Space: 1999 Ships

The models for Space 1999 were built and stored at Bray Studios, England.  Special effects wizard Brian Johnson brought the models to life.  Brian gained larger fame for his revolutionary work in Star Wars: The Empire Strikes Back when he did what was then thought impossible, and filmed the asteroid chase sequence.  Most prominent of the Space: 1999 effects were its explosions.  These were created small charges and smoke pumped in from unseen smoke machines.

The most recognizable and famous of all models were the various Eagle spacecraft.  These were built in four scales, depending on the needs of the shot, ranging from 5.5 inches to 44 inches long.  They were some of the most durable spacecraft models ever made as they had to survive constant use in crash-landings and other abuse defined in the various scripts. They were built around a heavy brass rod, with legs and rockets made from aluminum.  The hulls were reinforced fiberglass.  They were also equipped with moving parts and retro jets that would release freon gas.

In the cases where models were actually exploded, blast powder was embedded into fragmented models and paper mockups and filmed with high-speed photography running at 120 frames per second.

All the Earth ships were meticulously designed and followed the convention of being white, with a nose cone section containing blacked-out windows.  This allowed them to remain instantly recognizable, and distinct from all of the alien vessels.

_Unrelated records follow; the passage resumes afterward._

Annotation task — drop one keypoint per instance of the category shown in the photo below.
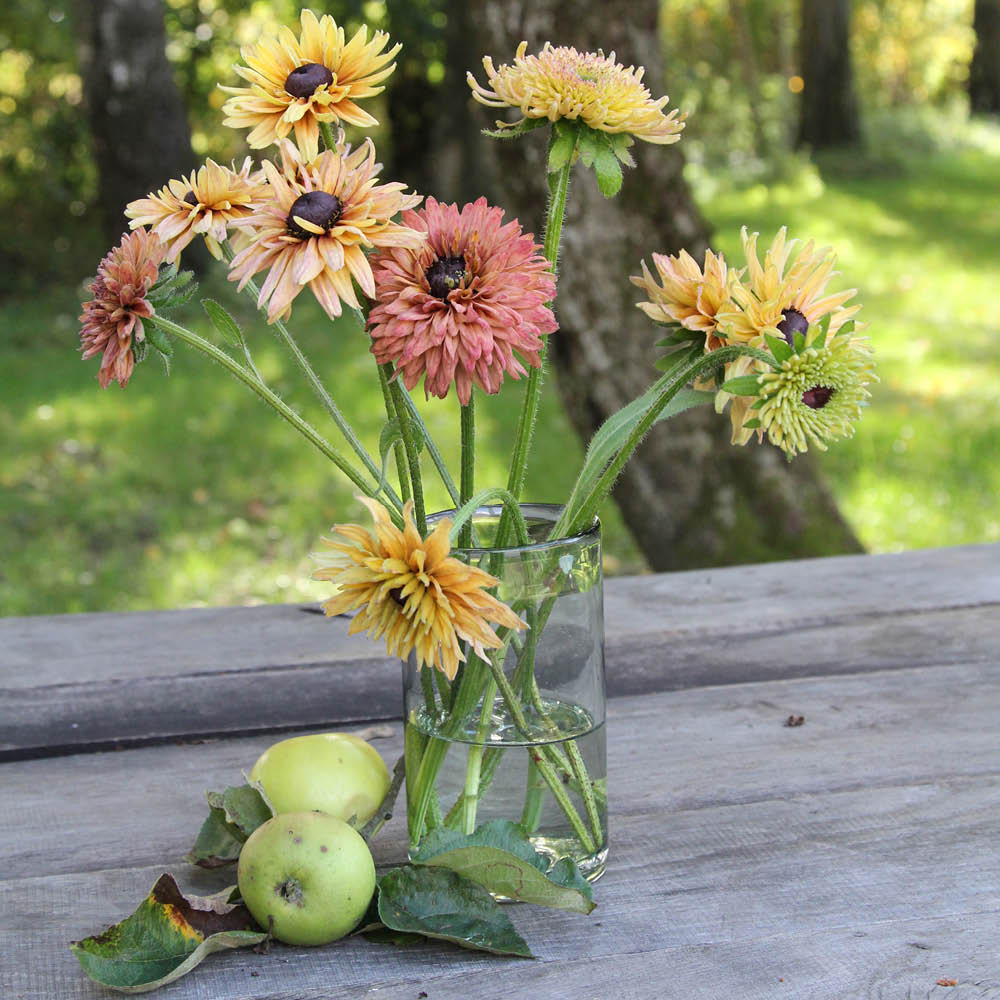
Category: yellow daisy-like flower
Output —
(206, 203)
(561, 82)
(781, 297)
(409, 591)
(295, 83)
(784, 295)
(685, 293)
(315, 224)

The shooting schedule was so tight that models were frequently torn down and rebuilt.  Several were reworked from models used in earlier movies, the most prominent being the rework of a 79 inch model used as the “USS Discovery” seen in the movie 2001: A Space Odyssey.  This model was supposed to have been destroyed according to instructions by Arthur Clarke but was purchased at the last minute by Martin Bower who then sold it to Brian Johnson.  They modified it to be a bomber used in the episode “War Games”.  It was then rebuilt again for a single shot in “The Last Enemy” and built again to appear in the spaceship graveyard in “Dragon’s Domain”.

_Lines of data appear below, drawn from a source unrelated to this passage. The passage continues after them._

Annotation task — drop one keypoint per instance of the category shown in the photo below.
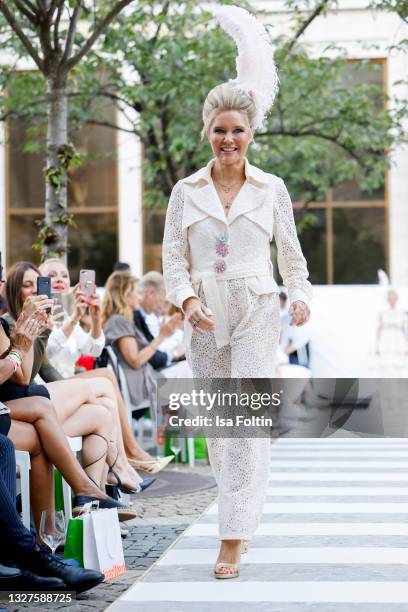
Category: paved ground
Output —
(160, 521)
(333, 538)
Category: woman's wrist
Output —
(74, 320)
(188, 302)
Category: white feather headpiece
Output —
(256, 70)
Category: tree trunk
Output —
(56, 189)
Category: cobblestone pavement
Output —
(160, 521)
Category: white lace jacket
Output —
(202, 245)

Likewise, the alien ships were often so rapidly constructed that parts were taken from a variety of sources.  Since they would appear in only one episode, their detailing occasionally fell short of the Earth-based ships.  Despite this comparison, they still overwhelmingly surpassed the detail used on ship models for other television shows at the time.  These models immediately became the template defining the level of detail needed for spaceships used on most science fiction series that followed. 

In terms of special effects and modeling, Space: 1999 literally did for television what Star Wars did for the motion picture industry.  It set a new standard that all others had to meet.

The Swift, presumably the forerunner to the Superswift, was a support craft that serviced long-range spacecraft.  This design was seen only in the Space: 1999 episode: “Brian the Brain”.

The Superswift, from the Space: 1999 episode “The Bringers of Wonder”, was an Earth-built faster than light advanced space exploration craft.  The ship was capable of traveling rapidly across vast reaches of space.

Shown only in the episode “WarGames”, the Mark IX Hawk was Earth’s combat spacecraft, armed with both missiles and lasers.  Since Earth had not yet made contact with any alien species prior to the Moon being blasted away from Earth orbit, it was never clear what danger the Hawk was designed to combat.

The MPC model of the Mark IX Hawk generally sells for US$35-50, compared to the AMT/ERTL model that sells for US$15-20. 

Seen in the episodes “Breakaway” and “Dragon’s Domain”, the Ultra-Probe was Earth’s manned deep space exploration vehicle.